Henikoff S, Wallace J C
Fred Hutchinson Cancer Research Center, Seattle, WA 98104.
Nucleic Acids Res. 1988 Jul 11;16(13):6191-204. doi: 10.1093/nar/16.13.6191.
A simple procedure is described for finding similarities between proteins using nucleotide sequence databases. The approach is illustrated by several examples of previously unknown correspondences with important biological implications: Drosophila elongation factor Tu is shown to be encoded by two genes that are differently expressed during development; a cluster of three Drosophila genes likely encode maltases; a flesh-fly fat body protein resembles the hypothesized Drosophila alcohol dehydrogenase ancestral protein; an unknown protein encoded at the multifunctional E. coli hisT locus resembles aspartate beta-semialdehyde dehydrogenase; and the E. coli tyrR protein is related to nitrogen regulatory proteins. These and other matches were discovered using a personal computer of the type available in most laboratories collecting DNA sequence data. As relatively few sequences were sampled to find these matches, it is likely that much of the existing data has not been adequately examined.

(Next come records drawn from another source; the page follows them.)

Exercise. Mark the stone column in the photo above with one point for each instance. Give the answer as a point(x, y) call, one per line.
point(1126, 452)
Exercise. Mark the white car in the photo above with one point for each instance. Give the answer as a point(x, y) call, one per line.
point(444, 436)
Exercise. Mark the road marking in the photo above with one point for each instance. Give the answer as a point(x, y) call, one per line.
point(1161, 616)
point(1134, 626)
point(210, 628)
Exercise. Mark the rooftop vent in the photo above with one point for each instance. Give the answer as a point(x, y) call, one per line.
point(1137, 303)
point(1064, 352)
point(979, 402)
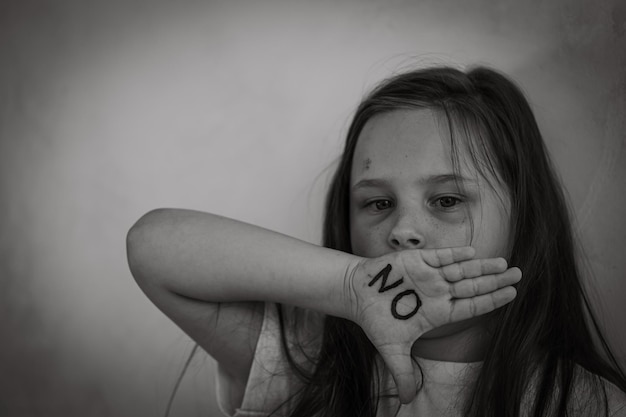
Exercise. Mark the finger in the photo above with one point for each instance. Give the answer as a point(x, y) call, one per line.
point(446, 256)
point(485, 284)
point(399, 362)
point(466, 308)
point(473, 268)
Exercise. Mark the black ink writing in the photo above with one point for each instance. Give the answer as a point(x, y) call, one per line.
point(397, 298)
point(384, 274)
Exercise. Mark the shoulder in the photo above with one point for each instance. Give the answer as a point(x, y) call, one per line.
point(272, 380)
point(591, 393)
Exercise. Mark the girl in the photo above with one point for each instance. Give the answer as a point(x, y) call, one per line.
point(411, 307)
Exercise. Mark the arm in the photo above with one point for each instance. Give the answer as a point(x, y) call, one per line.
point(206, 272)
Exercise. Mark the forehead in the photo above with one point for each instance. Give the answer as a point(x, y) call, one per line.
point(400, 141)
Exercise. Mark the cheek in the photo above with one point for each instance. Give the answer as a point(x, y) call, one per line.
point(491, 240)
point(368, 242)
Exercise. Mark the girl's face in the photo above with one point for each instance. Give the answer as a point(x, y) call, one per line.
point(404, 192)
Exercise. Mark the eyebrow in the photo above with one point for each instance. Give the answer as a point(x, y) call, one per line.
point(432, 179)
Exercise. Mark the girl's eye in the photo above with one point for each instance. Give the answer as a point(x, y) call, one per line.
point(447, 202)
point(380, 205)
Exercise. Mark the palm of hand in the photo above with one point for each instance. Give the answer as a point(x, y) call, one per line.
point(401, 296)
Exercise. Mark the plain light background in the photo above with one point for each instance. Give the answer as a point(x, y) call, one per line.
point(111, 108)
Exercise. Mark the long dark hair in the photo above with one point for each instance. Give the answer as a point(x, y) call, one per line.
point(539, 340)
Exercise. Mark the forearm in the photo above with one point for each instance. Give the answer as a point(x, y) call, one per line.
point(215, 259)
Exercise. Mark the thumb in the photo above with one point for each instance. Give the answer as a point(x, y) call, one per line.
point(398, 360)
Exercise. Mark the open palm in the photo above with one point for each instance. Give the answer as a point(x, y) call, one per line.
point(400, 296)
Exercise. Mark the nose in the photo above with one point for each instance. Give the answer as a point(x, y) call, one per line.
point(407, 232)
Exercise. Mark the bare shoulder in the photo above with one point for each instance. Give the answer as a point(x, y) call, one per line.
point(589, 394)
point(616, 399)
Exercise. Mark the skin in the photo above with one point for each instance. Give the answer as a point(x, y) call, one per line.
point(404, 196)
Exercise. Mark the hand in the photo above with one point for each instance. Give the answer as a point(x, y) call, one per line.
point(398, 297)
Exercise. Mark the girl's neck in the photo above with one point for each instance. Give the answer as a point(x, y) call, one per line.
point(460, 342)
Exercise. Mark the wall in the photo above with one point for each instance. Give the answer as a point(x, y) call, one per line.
point(111, 108)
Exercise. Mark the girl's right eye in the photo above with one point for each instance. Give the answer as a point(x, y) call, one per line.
point(379, 205)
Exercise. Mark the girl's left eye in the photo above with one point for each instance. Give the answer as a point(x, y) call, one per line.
point(447, 202)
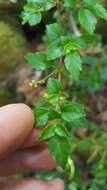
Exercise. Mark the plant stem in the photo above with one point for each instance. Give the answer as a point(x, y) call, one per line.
point(11, 6)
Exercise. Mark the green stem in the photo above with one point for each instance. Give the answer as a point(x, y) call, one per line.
point(11, 6)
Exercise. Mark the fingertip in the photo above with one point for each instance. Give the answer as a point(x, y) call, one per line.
point(16, 123)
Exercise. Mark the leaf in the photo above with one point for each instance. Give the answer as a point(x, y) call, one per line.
point(48, 132)
point(100, 11)
point(46, 4)
point(53, 114)
point(53, 85)
point(73, 64)
point(41, 115)
point(90, 3)
point(61, 131)
point(70, 3)
point(87, 20)
point(72, 112)
point(31, 14)
point(53, 32)
point(54, 52)
point(60, 150)
point(38, 61)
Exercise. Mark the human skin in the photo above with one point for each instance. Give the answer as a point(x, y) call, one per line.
point(20, 150)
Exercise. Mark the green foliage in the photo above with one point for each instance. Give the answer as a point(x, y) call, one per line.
point(13, 47)
point(57, 115)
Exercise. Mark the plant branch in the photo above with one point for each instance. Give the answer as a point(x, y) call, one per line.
point(11, 6)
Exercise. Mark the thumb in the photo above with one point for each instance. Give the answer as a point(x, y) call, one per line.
point(32, 184)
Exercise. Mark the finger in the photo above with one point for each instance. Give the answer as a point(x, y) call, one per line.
point(32, 184)
point(16, 122)
point(27, 160)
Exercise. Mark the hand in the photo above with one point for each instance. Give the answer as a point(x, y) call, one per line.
point(20, 151)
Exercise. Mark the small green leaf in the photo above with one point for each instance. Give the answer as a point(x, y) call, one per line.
point(87, 20)
point(53, 114)
point(38, 61)
point(48, 132)
point(90, 3)
point(61, 131)
point(72, 112)
point(53, 32)
point(54, 52)
point(53, 85)
point(70, 3)
point(73, 65)
point(46, 4)
point(60, 150)
point(100, 11)
point(41, 115)
point(31, 14)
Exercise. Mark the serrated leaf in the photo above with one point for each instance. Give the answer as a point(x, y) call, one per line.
point(61, 131)
point(46, 4)
point(38, 61)
point(48, 132)
point(53, 33)
point(60, 150)
point(53, 114)
point(53, 85)
point(41, 116)
point(31, 15)
point(70, 3)
point(100, 11)
point(72, 112)
point(54, 52)
point(73, 65)
point(87, 20)
point(90, 3)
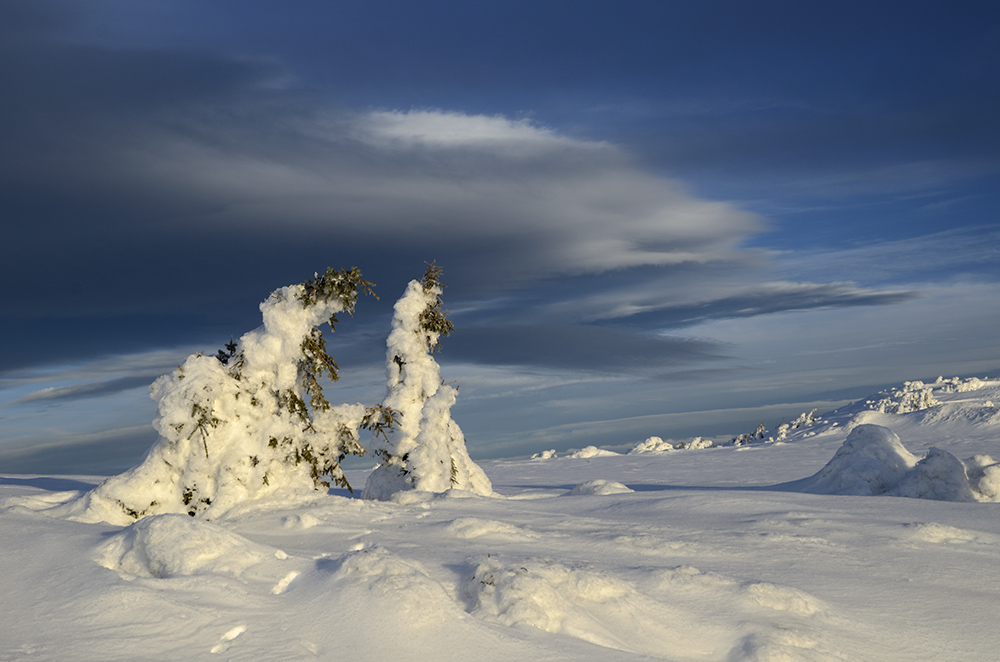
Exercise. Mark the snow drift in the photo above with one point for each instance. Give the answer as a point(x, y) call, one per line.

本文描述了一种利用核苷酸序列数据库寻找蛋白质之间相似性的简单方法。通过几个具有重要生物学意义的此前未知对应关系的例子对该方法进行了说明:果蝇延伸因子Tu由两个在发育过程中表达不同的基因编码;一组三个果蝇基因可能编码麦芽糖酶;一种肉蝇脂肪体蛋白类似于推测的果蝇酒精脱氢酶祖先蛋白;在多功能大肠杆菌hisT位点编码的一种未知蛋白类似于天冬氨酸β-半醛脱氢酶;并且大肠杆菌tyrR蛋白与氮调节蛋白相关。这些以及其他匹配是使用大多数收集DNA序列数据的实验室都有的那种个人计算机发现的。由于为找到这些匹配而采样的序列相对较少,很可能现有数据中的大部分尚未得到充分研究。